StudySmarter Expert Advice🤫
We think this is how you could land Graduate AI Engineer in London
✨Embrace Online Competitions
Get involved in online data science competitions like Kaggle or DrivenData. These platforms not only let you showcase your skills but also help you build a portfolio that stands out to hiring companies like Kaluza when you're aiming for that entry-level role.
✨Join Data Science Meetups
Look for local data science meetups or workshops happening in your area. These are perfect for connecting with industry professionals and fellow newbies, giving us the chance to learn the ropes and get our foot in the door at companies like Kaluza.
✨Networking Through University Career Services
Don't forget to leverage your university's career services! They often have exclusive internships and networking events specifically for entry-level data science positions. This is a golden opportunity to meet recruiters from companies like Kaluza.
✨Spotlight Your Skills Online
Create a strong online presence by sharing your projects and insights on platforms like GitHub or LinkedIn. Make sure to apply directly through Kaluza’s career page, where your unique skills can shine in their entry-level data science openings!
We think you need these skills to ace Graduate AI Engineer in London
Some tips for your application 🫡
Show Off Your Data Skills:As you're aiming for an entry-level data science role at Kaluza, don't forget to highlight your proficiency in programming languages like Python or R. Dive into your CV and mention any relevant projects or coursework that demonstrate your data analysis skills or machine learning knowledge.

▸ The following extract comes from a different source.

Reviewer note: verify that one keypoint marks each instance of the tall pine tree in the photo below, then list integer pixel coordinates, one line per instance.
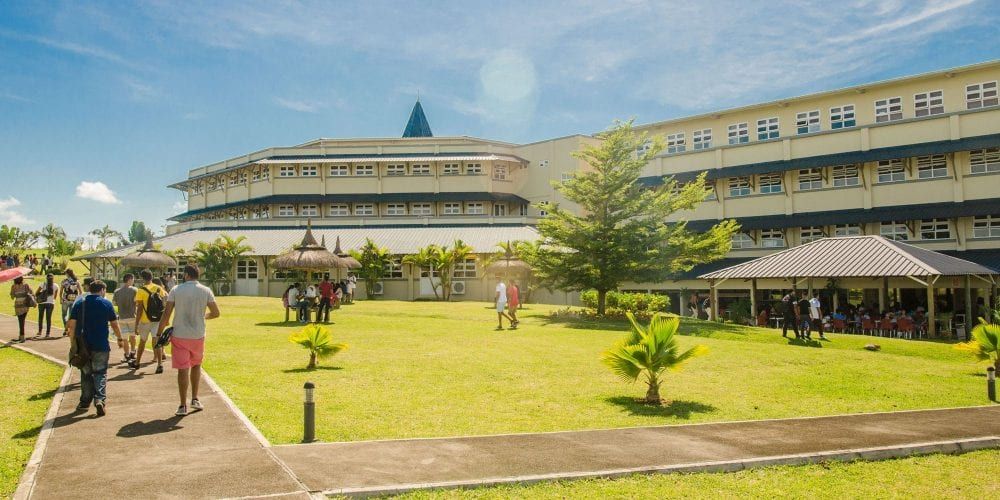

Include Relevant Projects:If you've done any data-related projects, whether in your studies or during a personal quest, showcase them in a portfolio. This gives us a tangible sense of your capabilities and shows your hands-on experience with data manipulation, visualisation, or model building.
Tailor Your Cover Letter:When crafting your cover letter, make sure to express your enthusiasm for data science and how this role at Kaluza aligns with your career goals. Consider sharing why you’re drawn to data-driven decision-making and how you see yourself growing in this field.
Show Your Curiosity:In the data science world, curiosity is key! Mention any online courses or certifications you've pursued that complement your studies. This could be anything from a statistics certification to a data visualisation workshop. It shows us you're serious about learning and growing in this field.
How to prepare for a job interview at Kaluza
✨Brush Up on Your Statistics
For a data science role, the interview may involve some statistical questions or problems. Make sure you're comfortable with concepts like probability, distributions, and hypothesis testing. This will not only help you answer questions but also show your analytical thinking.
✨Get Hands-On with Tools
Familiarise yourself with popular data science tools like Python, R, and SQL. If you're asked about specific projects, be ready to discuss the tools you used and how they contributed to your analysis. Showing that you not only know the theory but can apply it is essential!
✨Showcase Relevant Projects
As an entry-level candidate, your portfolio is crucial. Bring along examples of data projects you've worked on, whether during your studies or personal projects. Discuss the challenges you faced and how you overcame them, highlighting your problem-solving skills.
✨Prepare for Case Studies
Entry-level interviews in data science often include case studies where you'll have to analyse a dataset or solve a problem on the spot. Try out some practice case studies beforehand, so you're not caught off guard. It's all about displaying your thought process and how you tackle data-driven challenges!